Malta - how climatic affects everyday life

from Alfred Mifsud in Achille Ferris Primary School, Malta

Malta is a small island in the mediterranean sea. Being situated in the Mediterranean sea, Malta has a very strange weather report everyday. We have a weather conflict between the hot countries of Africa and the northern countries. Although Europe has cold weather -snow- storms and heavy rainfalls, in Malta we have a different one as here it never snows

We use normal heaters during the winter and sleep using electric blankets. We dress in winter clothes but not heavy coats. I'm glad that other remote countries are participating as we shall learn more about their way of living and the strange names they have.

Thanks - and looking forward to sharing our experience.




Transport problems in Zimbabwe

Date: Tue, 2 Feb 1999 19:55:30 -0000
Peterhouse School, Zimbabwe


WEATHER, TRANSPORT AND WATER - PETERHOUSE ZIMBABWE>>>>>

Obviously in Zimbabwe we don't have the cold problems for transport, and it is difficult for the local population to conceive the need for lorries of salt trundling around the urban streets of Europe in the dead of night to prevent problems of black frost. Flooding does however affect transport routes, mainly on the minor roads most of which are not tarred.

Bridges are sometimes washed away or inundated, and with the poor state of the local economy, often take a long time to fix, at great inconvenience to the public. Potholes in the roads in the urban areas are a great problem at the moment, with both the heavy rain and the poor maintenance of the roads taking an equal share of the blame.

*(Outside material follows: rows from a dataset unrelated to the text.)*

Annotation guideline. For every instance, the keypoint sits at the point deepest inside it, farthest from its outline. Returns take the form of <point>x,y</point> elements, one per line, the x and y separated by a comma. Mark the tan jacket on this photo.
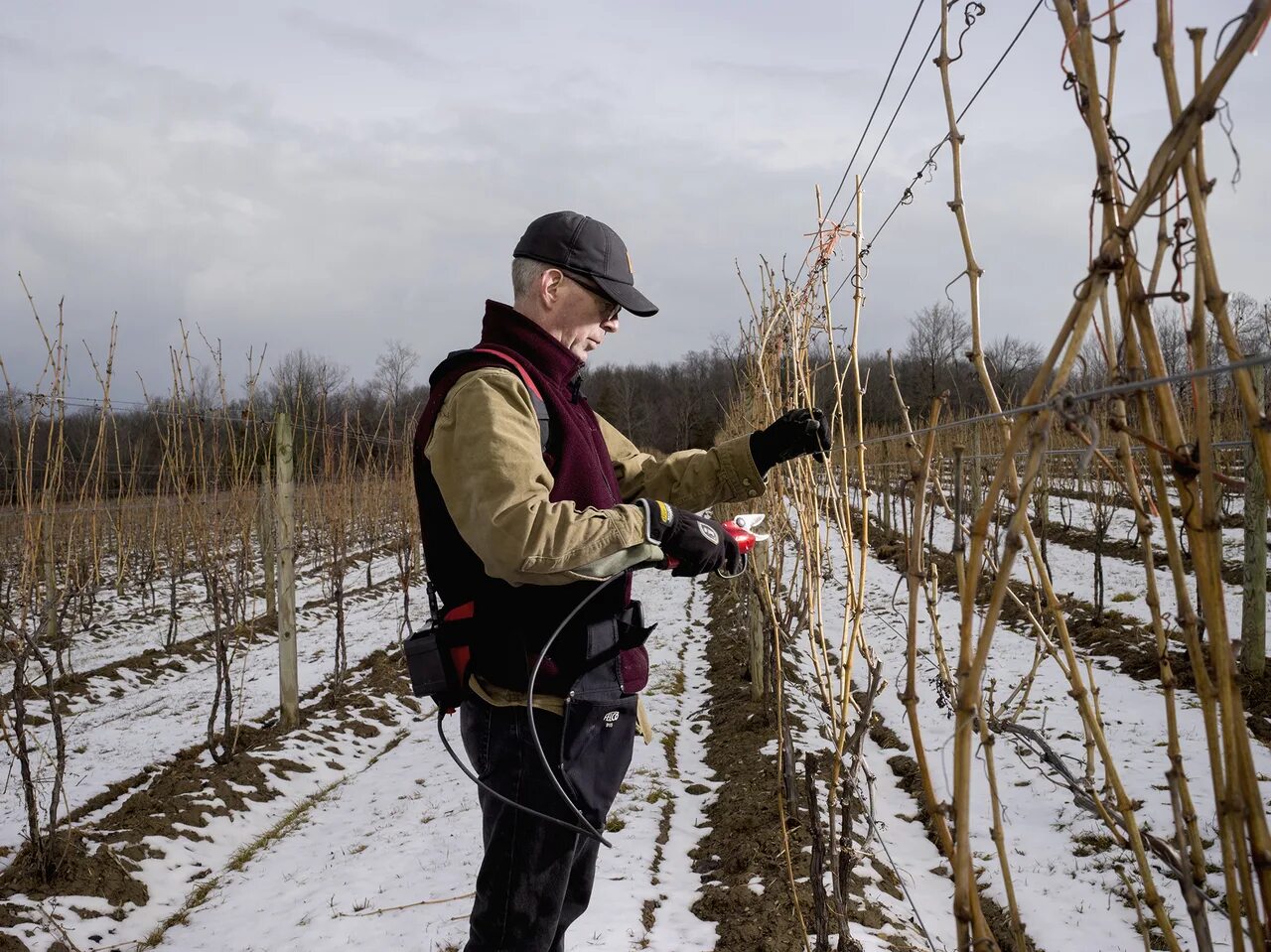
<point>486,456</point>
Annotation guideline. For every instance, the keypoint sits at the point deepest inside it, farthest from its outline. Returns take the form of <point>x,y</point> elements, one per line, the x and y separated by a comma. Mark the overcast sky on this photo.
<point>330,176</point>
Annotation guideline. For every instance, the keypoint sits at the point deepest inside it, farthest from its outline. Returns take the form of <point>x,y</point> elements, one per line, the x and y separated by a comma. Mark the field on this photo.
<point>998,679</point>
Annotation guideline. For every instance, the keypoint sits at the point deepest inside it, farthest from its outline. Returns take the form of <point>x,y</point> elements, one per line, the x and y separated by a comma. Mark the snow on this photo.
<point>1065,900</point>
<point>390,821</point>
<point>116,729</point>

Power lines, as mentioned before, are often struck by lightning, and with "near misses" the air around the wires becomes ionized and takes the power from the wires. Our water comes from a variety of sources. The main cities are generally supplied from dams (for example Lake Chivero supplies Harare, and Rufaro dam supplies Marondera, our nearest town).

Individual properties, both rural and urban, are often supplied from boreholes going down to the water table, and poor rural communities will often have to make use of a nearby river or shallow well, which makes water a very valuable commodity in the dry season particularly.

We generate a substantial proportion of our electricity by HEP at the Kariba dam wall (we share this resource with Zambia), and the dam is also used for fishing, recreation and transport, and extends several hundred kilometres along our northern borders.


Madagascar - typical rainfall and temperature in January


From: "Malcolm Walker" <WalkerJM@btinternet.com>
Subject: Response message Date: Wed, 3 Feb 1999 18:13:22 -0000

Here's a response to one of my messages from Jay Long The American School Antananarivo, Madagascar

MESSAGE FROM MADAGASCAR>>>>>

Here is some information about typical rainfall and temperatures in Tana, Madagscar in January. Our internet services have been sporadic lately and it took us a couple of days to get the information from the meteorological station here in Antananarivo. Anyway, we are back on line.

In January the average temperature here in the highlands is 21.2 Celsius. This is the middle of our rainy season, although we don't seem to be having normal rainfalls this year. The average monthly (January) rainfall is 270 mm. December is our wettest month on record with an average of 310 mm. We are eagerly waiting for the typical heavy late afternoon and evening rains Tana is known for. It hasn't happened that often this year.